The Strengths and Weakness of Fedora/RHEL OS management

Shane Stixrud shane at geeklords.org
Mon Mar 27 21:43:38 UTC 2006


On Mon, 27 Mar 2006, sean wrote:

>> This is not a gui issue, nor is it just an "end user issue".  This
>> attitude of "anyone hand editing config files better know what's going on
>> anyways" becomes largely invalid when a standard methodology exists.
>
> I actually don't buy that.   You don't change anything when you go
> to a standard config file format.   Anyone editing at the file/gconf/
> registry level had better know what the heck they're doing.

I do not see it this cut and dry.  There is no line between those people 
who "know what they are doing" and those who do not.

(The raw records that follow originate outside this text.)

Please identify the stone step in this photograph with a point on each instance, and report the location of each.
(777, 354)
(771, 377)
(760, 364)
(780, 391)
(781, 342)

> Everyone else wants a nice GUI that is logically consistent with
> the problem space they're interested in and provides wizards etc
> to explain the configuration process.

I am not saying wizards and interfaces that present multiple change values 
via am interrogated interface is not valuable.  I am saying their value is 
greatly amplified by the needless complexities at the lower layers.  I am 
also saying providing these wizards and interfaces are much more difficult 
to build pragmatically due to these same complexities.

>> Projects already exist http://www.libelektra.org/Main_Page for example.
>> The problem is not that code doesn't exist, the problem is one of getting
>
> But gconf and gconf-2 and others existed before the package you cite.
> Perhaps this one is the end all and be all of config backends.  Dunno.

A package designed to take into account other systems can help with the 
transition, Elektra appears to do this for gconf and I think kde's backend 
is in the works.  I am not saying Elektra is or isn't the solution, only 
that a solution like it is desirable.